Das ist alles relativ. Wir bilden in erster Linie für die Industrie aus, daher sind die Anforderungen auch entsprechend hoch. In unseren Schulungen haben wir maximal acht Telinehmer, so dass sich der Trainer intensiv um den Einzelnen kümmern kann. Unsere Trainer bearbeiten auch Projekte, so dass sie auch praktische Erfahrungen haben.
Wir hatten schon öfters Teilnehmern die bei andren Veranstaltern Schulungen, teilweise über mehrere Wochen, besucht haben und erstaunt waren, was sie bei uns in einer Woche lernen.


----------



## kolbendosierer (3 April 2007)

> Zitat von *Onkel Dagobert*
> 
> 
> _PS:_
> _Ihr habt verdammt stolze Preise!_


 
Ich war jetzt schon dreimal bei G+R auf Schulung in Hochheim und war sehr zufrieden.
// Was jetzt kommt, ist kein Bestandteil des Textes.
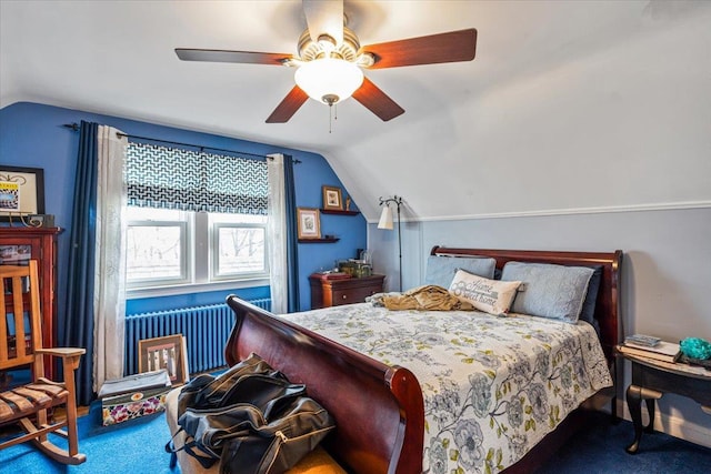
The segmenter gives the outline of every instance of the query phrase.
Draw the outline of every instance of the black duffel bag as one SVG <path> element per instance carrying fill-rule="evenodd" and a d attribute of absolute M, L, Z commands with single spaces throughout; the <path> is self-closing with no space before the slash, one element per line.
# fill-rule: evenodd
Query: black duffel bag
<path fill-rule="evenodd" d="M 336 426 L 303 384 L 290 383 L 256 354 L 219 377 L 191 381 L 178 405 L 188 435 L 182 448 L 203 467 L 219 461 L 221 473 L 282 473 Z"/>

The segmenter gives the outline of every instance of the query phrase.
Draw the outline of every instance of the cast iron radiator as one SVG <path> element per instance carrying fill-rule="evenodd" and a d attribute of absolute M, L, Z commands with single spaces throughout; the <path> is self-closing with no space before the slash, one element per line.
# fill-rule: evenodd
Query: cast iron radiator
<path fill-rule="evenodd" d="M 271 299 L 250 300 L 271 310 Z M 226 304 L 181 307 L 126 316 L 126 374 L 138 373 L 138 341 L 182 334 L 188 346 L 190 373 L 206 372 L 227 365 L 224 344 L 234 325 L 234 313 Z"/>

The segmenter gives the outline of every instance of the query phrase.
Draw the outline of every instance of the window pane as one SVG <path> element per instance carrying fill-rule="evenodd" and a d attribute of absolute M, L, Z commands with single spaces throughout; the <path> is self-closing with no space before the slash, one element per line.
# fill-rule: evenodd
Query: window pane
<path fill-rule="evenodd" d="M 218 226 L 218 275 L 263 273 L 264 228 Z"/>
<path fill-rule="evenodd" d="M 126 208 L 128 221 L 186 221 L 188 213 L 177 209 Z"/>
<path fill-rule="evenodd" d="M 127 238 L 129 282 L 183 278 L 180 225 L 130 225 Z"/>

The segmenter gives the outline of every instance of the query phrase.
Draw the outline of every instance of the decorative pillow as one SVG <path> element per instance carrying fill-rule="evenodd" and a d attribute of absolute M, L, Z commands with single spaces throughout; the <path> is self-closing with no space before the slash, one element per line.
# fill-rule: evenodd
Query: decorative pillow
<path fill-rule="evenodd" d="M 574 323 L 593 270 L 550 263 L 507 262 L 501 280 L 521 281 L 511 311 Z"/>
<path fill-rule="evenodd" d="M 427 260 L 424 284 L 449 288 L 457 270 L 462 269 L 485 279 L 493 278 L 497 266 L 494 259 L 484 256 L 443 256 L 430 255 Z"/>
<path fill-rule="evenodd" d="M 499 315 L 509 312 L 519 284 L 521 282 L 490 280 L 458 270 L 449 291 L 479 311 Z"/>
<path fill-rule="evenodd" d="M 585 301 L 582 303 L 582 311 L 580 312 L 580 320 L 587 321 L 595 327 L 599 326 L 598 321 L 595 321 L 594 314 L 601 280 L 602 265 L 595 265 L 592 269 L 592 276 L 590 276 L 590 283 L 588 283 L 588 293 L 585 293 Z M 598 331 L 598 333 L 600 331 Z"/>

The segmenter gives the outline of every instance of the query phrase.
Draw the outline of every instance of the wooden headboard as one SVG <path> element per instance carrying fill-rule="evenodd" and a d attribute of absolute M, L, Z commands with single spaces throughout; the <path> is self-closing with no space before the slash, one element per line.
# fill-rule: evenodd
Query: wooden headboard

Wenn man besondere Fragen hat die evtl. nicht mit dem Kurs selbst zu tun haben wir einem versucht zu helfen. Das ist bei anderen Schulungsanbietern nicht der Fall.

Robert


----------



## andre (3 April 2007)

Onkel Dagobert schrieb:


> - Drücken - SetzeBit
> - Loslassen - RücksetzeBit
> - Klicken - AktiviereBild (Fokus Dummy-Eingabefeld)
> ..projektiert.


Hallo,
ich würde es so machen:
Taste Drücken:
1. Bit setzen (in der Steuerung zurücksetzen!!!)
2. Bild aufrufen mit Feld-Nr.
Also beide Ereignisse gemeinsam bei Tastendruck, bei Berührung der Touch-Fläche kannst du 2. weglassen.
Insgesamt fände ich den angedachten Farbwechsel wesentlich eleganter.

Gruß Andre


----------



## Onkel Dagobert (17 April 2007)

Hallo Registrierter,



Unregistrierter gast schrieb:


> Vorsicht, dass kann auch unter anderen umständen passieren.
> 
> Am besten, Bit in SPS wieder rücksetzen!!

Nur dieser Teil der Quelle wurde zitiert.